You sniff a steaming bowl of tomato soup, its bouquet rises in your nostrils.  “Mm! Mm! Good!” Of course. You know that. It’s been “. . . drummed in your dear little ear” since the nineteen thirties when Joseph Campbell’s soup company broadcast its first radio commercial.

But what’s an Mm! Mm! Good! bowl of steaming soup without those crushed Nabisco Saltine crackers: Mm! Mm! Double Good!  And you can easily smash those salty delights – if you can get at them, safely protected from a crushing death by cellophane wrap. Easy as pie – unless you are hand handicapped like me.

Each tempting package of glistening crystals of salt atop the temptingly speckled wafer is sealed away until the tiny sliver of paper on its right corner is pulled. Then the crackers can be released from their transparent, protective cellophane, ready to munch one-at-a-time while slurping soup, or crushed to shreds to drizzle on the Mm! Mm! Good! liquefied and puréed tomatoes AND high fructose corn syrup, wheat flour, water,  salt, potassium chloride, flavoring, citric acid, lower sodium natural sea salt, ascorbic acid (vitamin c), monopotassium phosphate, and celery extract.

The problem I have is that my stiff, inflexible fingers – the consequence of the auto crash that disabled me – can’t grasp the thin, slippery, plastic ribbon. The solution is to use a different body part than the finger – I use my teeth (Is that considered a singular: “body part,” or plural “ parts?”)

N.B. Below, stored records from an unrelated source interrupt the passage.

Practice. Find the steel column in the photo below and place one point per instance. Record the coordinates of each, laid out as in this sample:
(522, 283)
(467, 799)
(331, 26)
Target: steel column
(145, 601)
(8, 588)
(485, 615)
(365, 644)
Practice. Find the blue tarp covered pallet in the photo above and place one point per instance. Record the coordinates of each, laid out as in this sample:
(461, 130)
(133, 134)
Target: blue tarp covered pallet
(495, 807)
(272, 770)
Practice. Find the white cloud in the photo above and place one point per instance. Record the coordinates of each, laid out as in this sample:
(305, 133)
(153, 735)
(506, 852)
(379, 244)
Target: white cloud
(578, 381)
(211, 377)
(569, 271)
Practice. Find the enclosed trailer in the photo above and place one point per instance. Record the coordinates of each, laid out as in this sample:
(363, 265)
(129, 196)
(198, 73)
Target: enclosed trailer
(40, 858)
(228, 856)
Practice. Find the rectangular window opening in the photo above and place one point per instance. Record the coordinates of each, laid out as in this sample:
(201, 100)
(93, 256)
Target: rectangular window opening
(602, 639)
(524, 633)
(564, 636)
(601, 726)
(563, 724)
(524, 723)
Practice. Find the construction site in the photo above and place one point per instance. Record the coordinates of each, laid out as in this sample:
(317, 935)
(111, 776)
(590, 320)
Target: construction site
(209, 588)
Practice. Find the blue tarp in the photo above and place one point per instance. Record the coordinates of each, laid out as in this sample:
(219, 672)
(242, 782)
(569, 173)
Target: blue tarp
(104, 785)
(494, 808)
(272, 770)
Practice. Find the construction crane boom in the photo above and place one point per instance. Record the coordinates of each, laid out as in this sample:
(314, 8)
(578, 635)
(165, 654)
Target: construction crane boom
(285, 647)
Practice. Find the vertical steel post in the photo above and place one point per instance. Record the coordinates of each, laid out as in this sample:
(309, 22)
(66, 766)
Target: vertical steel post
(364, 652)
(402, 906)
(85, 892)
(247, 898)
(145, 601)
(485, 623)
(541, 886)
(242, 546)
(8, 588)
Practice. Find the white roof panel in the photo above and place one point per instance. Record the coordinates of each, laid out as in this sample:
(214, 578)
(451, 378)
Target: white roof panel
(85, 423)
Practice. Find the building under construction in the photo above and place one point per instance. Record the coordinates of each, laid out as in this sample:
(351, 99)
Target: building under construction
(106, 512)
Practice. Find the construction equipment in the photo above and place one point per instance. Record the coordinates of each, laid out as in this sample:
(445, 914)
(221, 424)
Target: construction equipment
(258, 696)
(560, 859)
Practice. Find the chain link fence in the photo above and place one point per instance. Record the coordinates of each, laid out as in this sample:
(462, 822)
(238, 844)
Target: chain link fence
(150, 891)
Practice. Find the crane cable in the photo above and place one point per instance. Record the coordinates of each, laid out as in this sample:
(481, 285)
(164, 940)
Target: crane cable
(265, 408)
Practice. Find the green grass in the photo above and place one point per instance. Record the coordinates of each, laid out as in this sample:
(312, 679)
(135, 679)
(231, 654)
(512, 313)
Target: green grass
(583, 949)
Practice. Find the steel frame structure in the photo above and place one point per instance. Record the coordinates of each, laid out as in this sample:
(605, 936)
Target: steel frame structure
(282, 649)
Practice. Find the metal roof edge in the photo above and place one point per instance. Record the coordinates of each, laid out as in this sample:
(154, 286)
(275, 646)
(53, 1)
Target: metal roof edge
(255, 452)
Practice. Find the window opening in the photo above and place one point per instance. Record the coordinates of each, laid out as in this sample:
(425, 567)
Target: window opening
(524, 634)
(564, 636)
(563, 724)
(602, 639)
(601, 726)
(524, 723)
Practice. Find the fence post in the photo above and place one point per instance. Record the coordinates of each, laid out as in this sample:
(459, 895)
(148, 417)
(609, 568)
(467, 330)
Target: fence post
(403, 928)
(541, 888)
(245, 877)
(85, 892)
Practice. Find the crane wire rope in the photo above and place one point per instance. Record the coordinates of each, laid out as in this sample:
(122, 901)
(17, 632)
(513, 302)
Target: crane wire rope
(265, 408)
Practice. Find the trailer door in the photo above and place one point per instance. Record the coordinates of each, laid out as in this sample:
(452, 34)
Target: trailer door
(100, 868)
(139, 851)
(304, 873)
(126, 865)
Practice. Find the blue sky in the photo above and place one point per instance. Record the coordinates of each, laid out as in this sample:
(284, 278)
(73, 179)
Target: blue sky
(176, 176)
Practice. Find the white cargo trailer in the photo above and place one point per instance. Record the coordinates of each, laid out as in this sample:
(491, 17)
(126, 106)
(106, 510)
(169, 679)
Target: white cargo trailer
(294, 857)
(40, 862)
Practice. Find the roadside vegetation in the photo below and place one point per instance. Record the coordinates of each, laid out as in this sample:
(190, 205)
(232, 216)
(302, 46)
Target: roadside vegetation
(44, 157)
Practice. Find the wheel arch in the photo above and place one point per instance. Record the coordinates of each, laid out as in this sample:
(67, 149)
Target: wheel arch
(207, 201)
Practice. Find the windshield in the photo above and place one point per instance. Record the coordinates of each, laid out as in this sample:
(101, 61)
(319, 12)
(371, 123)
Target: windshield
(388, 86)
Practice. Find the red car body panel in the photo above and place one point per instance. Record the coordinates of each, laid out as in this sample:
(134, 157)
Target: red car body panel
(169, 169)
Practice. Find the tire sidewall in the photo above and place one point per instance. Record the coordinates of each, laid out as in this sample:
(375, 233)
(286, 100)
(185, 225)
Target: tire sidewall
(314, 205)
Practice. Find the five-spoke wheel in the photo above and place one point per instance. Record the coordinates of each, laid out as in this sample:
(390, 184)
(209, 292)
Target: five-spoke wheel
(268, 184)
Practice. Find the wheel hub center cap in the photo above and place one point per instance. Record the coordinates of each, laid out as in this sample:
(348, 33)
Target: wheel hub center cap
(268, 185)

I slide the package between my lips, anticipating the crunchy crunch of the crushed crackers floating atop the Mm! Mm! Good! in the liquefied, pureed, and additive-laden water and tomato paste product out-of-the-can, called tomato soup.

Uh Oh! Despite my biting, the package won’t open. I try again, but I gnash this time. A sliver of cellophane lodges between my incisors. I spit it out and re-gnash, resulting in another lodged piece of the waxy stuff.  I give up and ask my friend to open the package.

My disability won the day – but I can’t wait to try to unseal the plastic bag of

potato chips with my next burger.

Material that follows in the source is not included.